In light of the initiation of dosing in HAELO, Intellia has announced that it expects to put a biologics license application (BLA) in front of the FDA next year and to potentially launch the product commercially in 2027, pending approval of the BLA. NTLA-2002 is also currently being evaluated in an ongoing phase 1/2 clinical trial (NCT05120830) for adults with HAE, which launched on December 10, 2021. NTLA-2002 is a CRISPR/Cas9-based, in vivo genome editing therapy intended to inactivate the kallikrein B1 (KLKB1) gene to reduce plasma kallikrein protein activity and prevent HAE attacks.
“We are pleased to have initiated dosing in the HAELO phase 3 study as we are in our final lap of clinical development for NTLA-2002,” John Leonard, MD, the president and chief executive officer of Intellia, said in a statement.1 “With the promising data we’ve presented thus far, we believe patients could achieve independence from both HAE attacks and medications required to treat this disease. We look forward to presenting longer-term data from the ongoing phase 1/2 study later this year highlighting the durability of effect of NTLA-2002.”
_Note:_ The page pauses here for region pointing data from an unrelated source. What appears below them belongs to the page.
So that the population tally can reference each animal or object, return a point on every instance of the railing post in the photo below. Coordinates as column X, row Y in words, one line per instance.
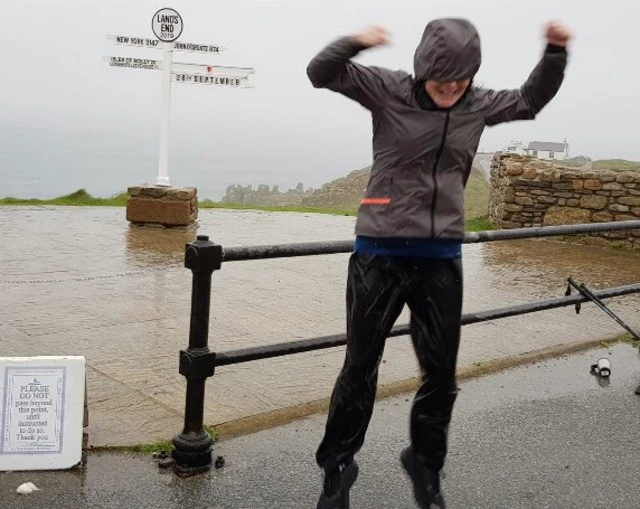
column 192, row 449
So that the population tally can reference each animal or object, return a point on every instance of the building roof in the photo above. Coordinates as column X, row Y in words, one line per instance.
column 546, row 146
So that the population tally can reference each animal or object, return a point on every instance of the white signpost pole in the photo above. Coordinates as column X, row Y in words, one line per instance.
column 163, row 169
column 167, row 26
column 173, row 206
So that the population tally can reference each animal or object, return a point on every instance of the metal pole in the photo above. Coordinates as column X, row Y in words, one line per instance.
column 192, row 449
column 582, row 288
column 163, row 165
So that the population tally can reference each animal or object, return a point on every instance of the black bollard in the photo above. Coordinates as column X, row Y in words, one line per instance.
column 192, row 449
Data from the phase 1/2 study were recently reported at the 2024 American College of Allergy, Asthma & Immunology Scientific Meeting, held October 24 to 28, in Boston, Massachusetts.2 Participants in the trial received either a single dose of 25 mg of NTLA-2002, a single dose of 50 mg of NTLA-2002, or a placebo. As of the April 4, 2024, data cutoff, monthly HAE attacks for patients who received the 50 mg dose were reduced by 77% in comparison to the placebo group for weeks 1 to 16 posttreatment and by 81% during weeks 5 to 16 posttreatment. Notably, 8 of the 11 patients who received the pivotal 50 mg dose of NTLA-2002 were completely free of HAE attacks during the 16 week observation period and beyond, with a median follow-up time of 8 months. Furthermore, these 8 patients did not need any additional treatment during this period.
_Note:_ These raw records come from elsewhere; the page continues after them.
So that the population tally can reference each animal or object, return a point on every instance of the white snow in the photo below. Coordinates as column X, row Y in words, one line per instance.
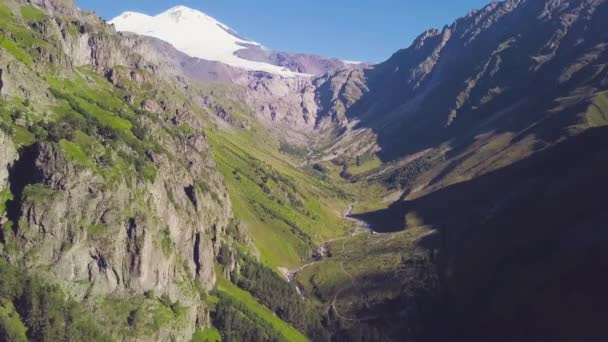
column 197, row 35
column 351, row 62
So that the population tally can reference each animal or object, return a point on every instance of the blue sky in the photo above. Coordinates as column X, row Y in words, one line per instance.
column 361, row 30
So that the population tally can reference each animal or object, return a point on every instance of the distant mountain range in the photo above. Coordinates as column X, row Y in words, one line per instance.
column 201, row 36
column 164, row 178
“These positive NTLA-2002 phase 2 results underscore the tremendous potential of our in vivo CRISPR gene editing therapy to be a functional cure and redefine the treatment paradigm for HAE,” Leonard said in an October 2024 statement.2 “The phase 2 data demonstrated that a majority of patients in the 50 mg arm experienced a complete response—no attacks at all and no further treatment needed—after a one-time infusion of NTLA-2002 through the latest follow-up, consistent with the long-term phase 1 data. We are highly encouraged by these results, which we believe sets NTLA-2002 apart from other prophylaxis treatments. What was previously an unimaginable potential to be free of chronic therapy is one step closer to becoming a reality for the HAE community.”